Remember 1L Torts? In almost every state, comparative negligence applies. Under this regime, damages can be assessed even if a party contributed to the tort. In a few states (Virginia, Maryland, and North Carolina), the old, common law doctrine of contributory negligence still applies. Under this regime, a party that contributes to the injury, even proximately, cannot recover. It is a harsh doctrine for sure, and most states have abandoned it.

Today, the Maryland Court of Appeals (the highest court in the Old Line state) decided whether it should abrogate this common law doctrine. The Court held it would not.

Thirty years ago, in Harrison v. Montgomery County Bd. of Educ., 295 Md. 442, 444, 456 A.2d 894 (1983), this Court issued a writ of certiorari to decide “whether the common law doctrine of contributory negligence should be judicially abrogated in Maryland and the doctrine of comparative negligence adopted in its place as the rule governing trial of negligence actions in this State.” In a comprehensive opinion by then Chief Judge Robert C. Murphy, the Court in Harrison, 295 Md. at 463, 456 A.2d at 905, declined to abandon the doctrine of contributory negligence in favor of comparative negligence, pointing out that such change “involves fundamental and basic public policy considerations properly to be addressed by the legislature.” The petitioner in the case at bar presents the same issue that was presented in Harrison, namely whether this Court should change the common law and abrogate the defense of contributory negligence in certain types of tort actions. After reviewing the issue again, we shall arrive at the same conclusion that the Court reached in Harrison.

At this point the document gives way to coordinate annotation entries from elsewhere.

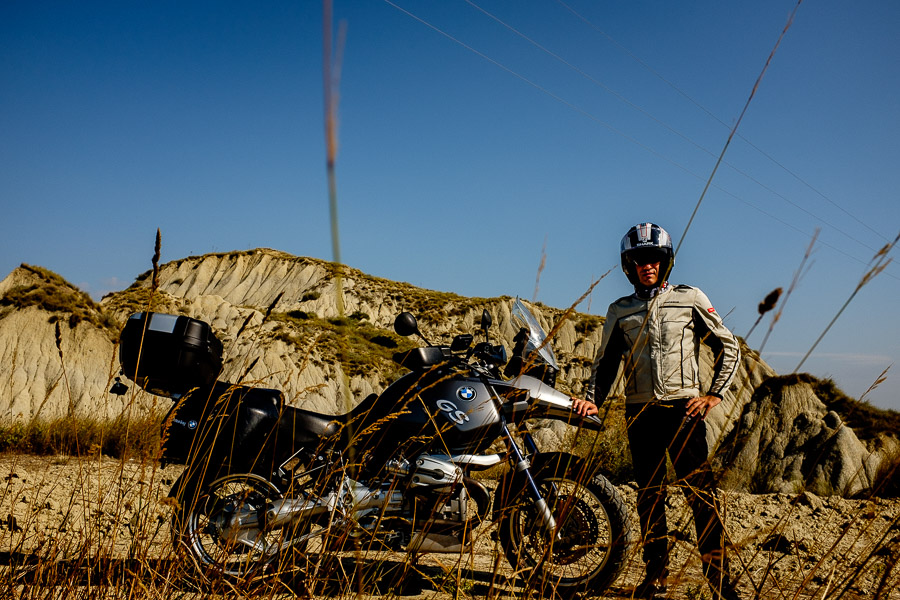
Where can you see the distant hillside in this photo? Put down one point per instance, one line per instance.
(277, 315)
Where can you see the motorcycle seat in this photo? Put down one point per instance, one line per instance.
(309, 426)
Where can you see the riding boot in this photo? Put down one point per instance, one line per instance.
(654, 585)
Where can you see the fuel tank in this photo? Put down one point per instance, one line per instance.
(456, 410)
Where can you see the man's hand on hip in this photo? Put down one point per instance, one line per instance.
(701, 405)
(584, 408)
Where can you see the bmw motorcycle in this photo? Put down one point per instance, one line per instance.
(268, 486)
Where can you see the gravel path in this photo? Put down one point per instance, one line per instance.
(99, 528)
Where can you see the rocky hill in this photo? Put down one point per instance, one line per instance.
(281, 326)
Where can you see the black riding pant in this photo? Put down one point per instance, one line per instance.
(656, 429)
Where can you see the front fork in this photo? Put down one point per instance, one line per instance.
(521, 464)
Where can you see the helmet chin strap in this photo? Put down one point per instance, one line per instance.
(645, 293)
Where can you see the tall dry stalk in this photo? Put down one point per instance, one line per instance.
(737, 124)
(797, 276)
(878, 264)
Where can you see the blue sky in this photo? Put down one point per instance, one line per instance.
(472, 134)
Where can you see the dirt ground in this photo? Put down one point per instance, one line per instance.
(98, 528)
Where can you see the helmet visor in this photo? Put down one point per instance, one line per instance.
(646, 256)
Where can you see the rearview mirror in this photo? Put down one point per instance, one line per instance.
(406, 325)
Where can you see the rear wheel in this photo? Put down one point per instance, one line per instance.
(589, 549)
(213, 532)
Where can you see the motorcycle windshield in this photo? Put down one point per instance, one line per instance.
(537, 338)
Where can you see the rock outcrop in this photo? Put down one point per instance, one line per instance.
(787, 440)
(281, 326)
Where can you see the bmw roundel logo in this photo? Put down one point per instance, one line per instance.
(466, 393)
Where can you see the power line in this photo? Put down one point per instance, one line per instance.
(690, 99)
(611, 128)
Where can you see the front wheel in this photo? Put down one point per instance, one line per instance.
(592, 536)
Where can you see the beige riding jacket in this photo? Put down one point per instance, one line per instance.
(659, 341)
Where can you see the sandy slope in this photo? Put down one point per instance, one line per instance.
(75, 522)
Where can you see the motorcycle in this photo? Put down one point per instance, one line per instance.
(268, 485)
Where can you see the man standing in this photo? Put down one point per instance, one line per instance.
(657, 332)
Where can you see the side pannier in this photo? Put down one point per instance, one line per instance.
(168, 355)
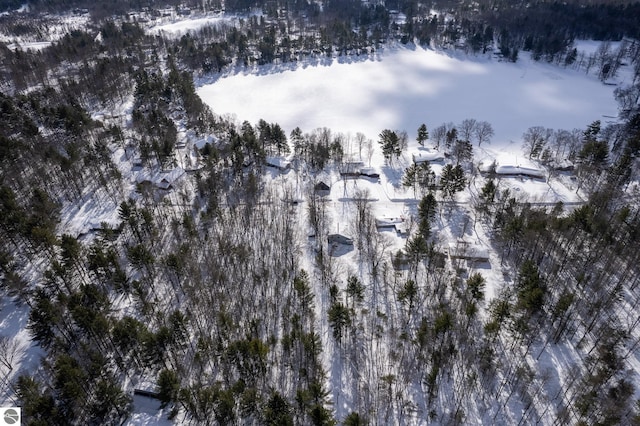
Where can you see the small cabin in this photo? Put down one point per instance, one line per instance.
(279, 163)
(321, 189)
(339, 239)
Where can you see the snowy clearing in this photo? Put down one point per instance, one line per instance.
(405, 87)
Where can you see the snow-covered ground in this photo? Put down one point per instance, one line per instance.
(177, 28)
(406, 86)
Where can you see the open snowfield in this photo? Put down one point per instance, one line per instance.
(404, 87)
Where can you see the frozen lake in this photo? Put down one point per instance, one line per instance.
(405, 87)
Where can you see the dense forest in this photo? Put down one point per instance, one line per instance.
(220, 296)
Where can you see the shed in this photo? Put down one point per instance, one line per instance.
(166, 180)
(339, 239)
(321, 187)
(279, 163)
(466, 250)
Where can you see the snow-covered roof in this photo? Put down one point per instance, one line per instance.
(388, 221)
(519, 170)
(163, 180)
(422, 156)
(166, 179)
(200, 143)
(469, 251)
(278, 162)
(339, 239)
(512, 165)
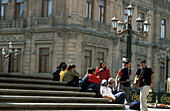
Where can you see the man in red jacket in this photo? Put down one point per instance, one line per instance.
(90, 82)
(102, 71)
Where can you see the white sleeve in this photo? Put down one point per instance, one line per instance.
(104, 92)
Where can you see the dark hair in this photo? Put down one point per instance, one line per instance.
(101, 62)
(126, 62)
(143, 61)
(71, 66)
(91, 70)
(61, 65)
(64, 67)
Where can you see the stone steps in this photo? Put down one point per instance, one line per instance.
(50, 99)
(31, 81)
(45, 93)
(30, 92)
(60, 106)
(31, 76)
(37, 87)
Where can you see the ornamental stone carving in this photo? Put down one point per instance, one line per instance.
(95, 40)
(43, 36)
(142, 50)
(16, 37)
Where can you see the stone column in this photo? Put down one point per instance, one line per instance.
(27, 53)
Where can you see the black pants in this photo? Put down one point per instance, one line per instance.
(120, 98)
(74, 82)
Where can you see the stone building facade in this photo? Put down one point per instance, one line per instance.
(47, 32)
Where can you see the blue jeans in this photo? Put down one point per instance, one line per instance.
(94, 88)
(120, 98)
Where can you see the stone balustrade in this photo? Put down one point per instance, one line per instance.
(11, 24)
(42, 21)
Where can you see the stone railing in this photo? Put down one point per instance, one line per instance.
(11, 24)
(161, 86)
(42, 21)
(94, 25)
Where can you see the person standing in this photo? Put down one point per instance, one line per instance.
(63, 71)
(144, 74)
(56, 76)
(123, 79)
(91, 83)
(102, 71)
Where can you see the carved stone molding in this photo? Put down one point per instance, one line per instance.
(43, 36)
(95, 40)
(16, 37)
(28, 35)
(141, 49)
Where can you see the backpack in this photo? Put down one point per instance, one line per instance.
(135, 105)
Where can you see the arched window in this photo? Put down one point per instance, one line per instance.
(46, 8)
(44, 60)
(89, 9)
(101, 11)
(3, 9)
(19, 9)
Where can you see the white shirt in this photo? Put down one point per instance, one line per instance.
(106, 92)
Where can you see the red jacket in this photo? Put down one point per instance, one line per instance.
(94, 79)
(103, 74)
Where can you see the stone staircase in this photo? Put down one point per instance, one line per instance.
(28, 92)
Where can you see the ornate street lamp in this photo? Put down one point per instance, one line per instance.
(146, 25)
(8, 53)
(120, 26)
(139, 23)
(167, 59)
(116, 24)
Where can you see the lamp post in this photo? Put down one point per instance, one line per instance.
(116, 24)
(167, 58)
(8, 53)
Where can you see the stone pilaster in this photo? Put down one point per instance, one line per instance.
(27, 53)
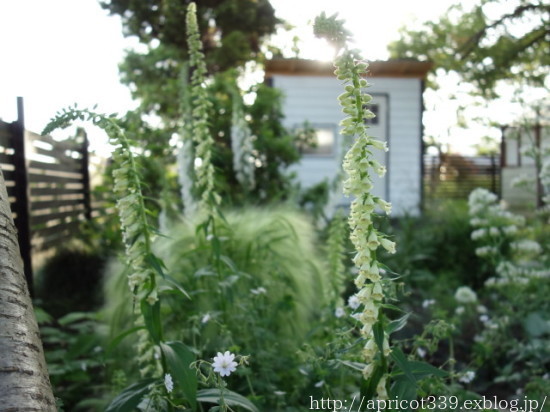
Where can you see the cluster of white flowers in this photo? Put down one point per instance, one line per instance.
(242, 145)
(526, 246)
(185, 161)
(204, 169)
(358, 164)
(358, 184)
(134, 226)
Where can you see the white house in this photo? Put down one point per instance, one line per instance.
(311, 90)
(518, 164)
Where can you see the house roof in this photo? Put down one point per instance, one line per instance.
(391, 68)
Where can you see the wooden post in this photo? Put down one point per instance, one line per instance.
(22, 193)
(538, 166)
(86, 175)
(494, 175)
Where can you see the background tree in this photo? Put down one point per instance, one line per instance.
(495, 40)
(24, 381)
(233, 33)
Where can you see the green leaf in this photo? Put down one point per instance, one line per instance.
(368, 388)
(422, 370)
(354, 365)
(403, 363)
(402, 389)
(169, 279)
(378, 332)
(75, 317)
(116, 341)
(230, 264)
(535, 325)
(179, 358)
(398, 324)
(151, 315)
(231, 398)
(156, 263)
(129, 398)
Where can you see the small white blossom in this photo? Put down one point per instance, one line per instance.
(168, 383)
(354, 302)
(224, 363)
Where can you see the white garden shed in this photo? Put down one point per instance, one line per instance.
(310, 94)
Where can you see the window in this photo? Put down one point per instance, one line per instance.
(321, 141)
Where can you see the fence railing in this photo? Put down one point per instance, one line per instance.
(48, 185)
(454, 176)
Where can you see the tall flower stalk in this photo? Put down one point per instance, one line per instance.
(186, 151)
(137, 234)
(204, 169)
(358, 165)
(241, 144)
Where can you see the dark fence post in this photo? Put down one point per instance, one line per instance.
(21, 191)
(86, 175)
(540, 190)
(494, 175)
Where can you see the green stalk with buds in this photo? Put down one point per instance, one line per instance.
(358, 165)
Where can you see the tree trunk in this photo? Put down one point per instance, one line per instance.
(24, 381)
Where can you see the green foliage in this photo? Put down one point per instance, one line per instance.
(482, 46)
(267, 286)
(76, 361)
(71, 281)
(232, 31)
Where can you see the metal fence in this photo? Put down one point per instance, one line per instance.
(454, 176)
(48, 185)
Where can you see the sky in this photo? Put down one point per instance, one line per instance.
(58, 52)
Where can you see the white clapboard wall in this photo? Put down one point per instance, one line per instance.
(398, 104)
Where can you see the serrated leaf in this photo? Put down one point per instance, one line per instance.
(179, 357)
(230, 398)
(129, 398)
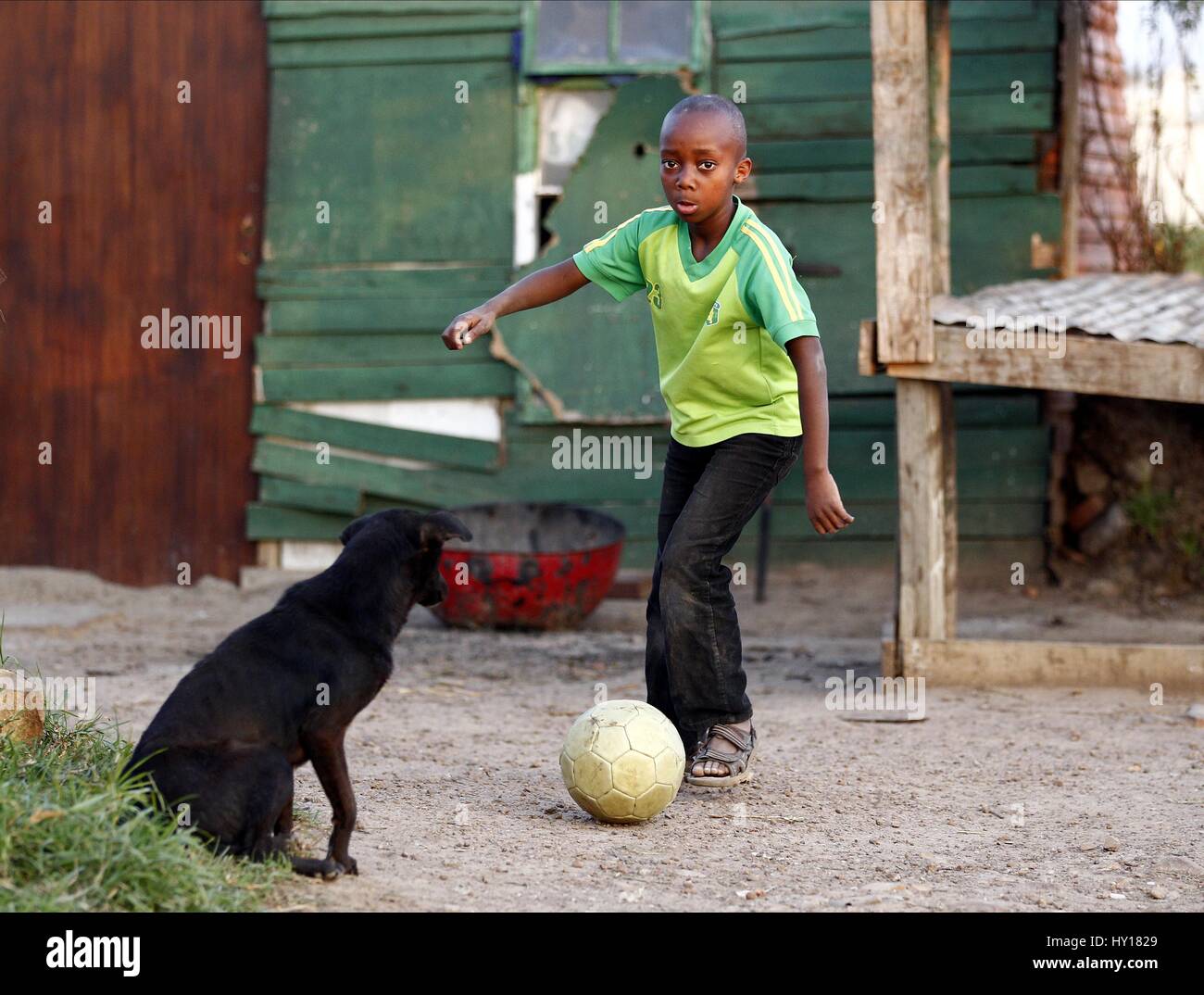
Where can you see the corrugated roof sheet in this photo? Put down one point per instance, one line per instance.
(1160, 308)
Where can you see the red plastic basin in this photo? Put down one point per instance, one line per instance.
(529, 566)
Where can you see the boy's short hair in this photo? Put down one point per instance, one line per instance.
(714, 103)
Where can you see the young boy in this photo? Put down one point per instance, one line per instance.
(739, 363)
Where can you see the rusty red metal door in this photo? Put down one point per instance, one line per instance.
(132, 167)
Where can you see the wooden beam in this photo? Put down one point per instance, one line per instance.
(938, 141)
(1002, 662)
(942, 276)
(1091, 364)
(898, 44)
(1070, 139)
(922, 537)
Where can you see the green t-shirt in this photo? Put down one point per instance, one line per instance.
(721, 324)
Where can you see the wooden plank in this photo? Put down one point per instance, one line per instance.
(922, 530)
(1071, 136)
(980, 72)
(308, 8)
(420, 49)
(366, 27)
(973, 113)
(791, 526)
(1091, 365)
(1010, 662)
(877, 517)
(457, 378)
(901, 181)
(294, 494)
(284, 351)
(991, 448)
(939, 192)
(392, 197)
(859, 184)
(353, 317)
(395, 282)
(383, 440)
(821, 155)
(1035, 34)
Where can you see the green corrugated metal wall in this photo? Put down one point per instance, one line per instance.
(361, 119)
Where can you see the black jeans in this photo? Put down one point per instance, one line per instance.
(693, 664)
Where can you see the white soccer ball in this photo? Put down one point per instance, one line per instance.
(622, 762)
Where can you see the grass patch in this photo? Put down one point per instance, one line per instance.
(77, 837)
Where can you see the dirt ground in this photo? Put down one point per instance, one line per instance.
(1056, 799)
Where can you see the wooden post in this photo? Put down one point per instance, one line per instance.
(1071, 137)
(897, 35)
(902, 148)
(942, 275)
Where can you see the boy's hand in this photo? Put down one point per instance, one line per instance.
(823, 505)
(468, 327)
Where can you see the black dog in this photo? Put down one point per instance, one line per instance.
(284, 686)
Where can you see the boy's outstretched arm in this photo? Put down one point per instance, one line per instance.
(541, 287)
(823, 508)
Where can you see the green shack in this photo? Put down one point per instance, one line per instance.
(424, 155)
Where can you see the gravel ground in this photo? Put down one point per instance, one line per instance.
(1018, 799)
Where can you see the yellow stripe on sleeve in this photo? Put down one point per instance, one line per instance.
(778, 270)
(602, 240)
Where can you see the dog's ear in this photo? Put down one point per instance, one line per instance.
(441, 525)
(350, 530)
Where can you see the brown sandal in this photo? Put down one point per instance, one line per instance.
(737, 765)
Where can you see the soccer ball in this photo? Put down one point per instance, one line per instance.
(622, 762)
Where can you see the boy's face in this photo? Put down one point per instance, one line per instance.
(701, 160)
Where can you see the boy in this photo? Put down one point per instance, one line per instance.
(739, 360)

This dissent is evidence why judges should not try to be funny when they don’t write well. Yuck.

Paleontologists and geologists inform us that Earth’s Cretaceous period (including in what is present day Maryland) ended approximately 65 million years ago with an asteroid striking Earth (the Cretaceous-Paleogene Extinction Event), wiping-out, in a relatively short period of geologic time, most plant and animal species, including dinosaurs. As to the last premise, they are wrong. A dinosaur roams yet the landscape of Maryland (and Virginia, Alabama, North Carolina and the District of Columbia), feeding on the claims of persons injured by the negligence of another, but who contributed proximately in some way to the occasion of his or her injuries, however slight their culpability. The name of that dinosaur is the doctrine of contributory negligence. With the force of a modern asteroid strike, this Court should render, in the present case, this dinosaur extinct. It chooses not to do so. Accordingly, I dissent. My dissent does not take the form of a tit-for-tat trading of thrusts and parries with the Majority opinion. Rather, I write for a future majority of this Court, which, I have no doubt, will relegate the fossilized doctrine of contributory negligence to a judicial tar pit at some point.

Yes. Compare a court opinion to a catastrophic and cataclysmic asteroid. What a lovely image for a group of judges to aspire to. I think even dinosaurs would be offended by that lame prose. Someone, go make a velociraptor meme.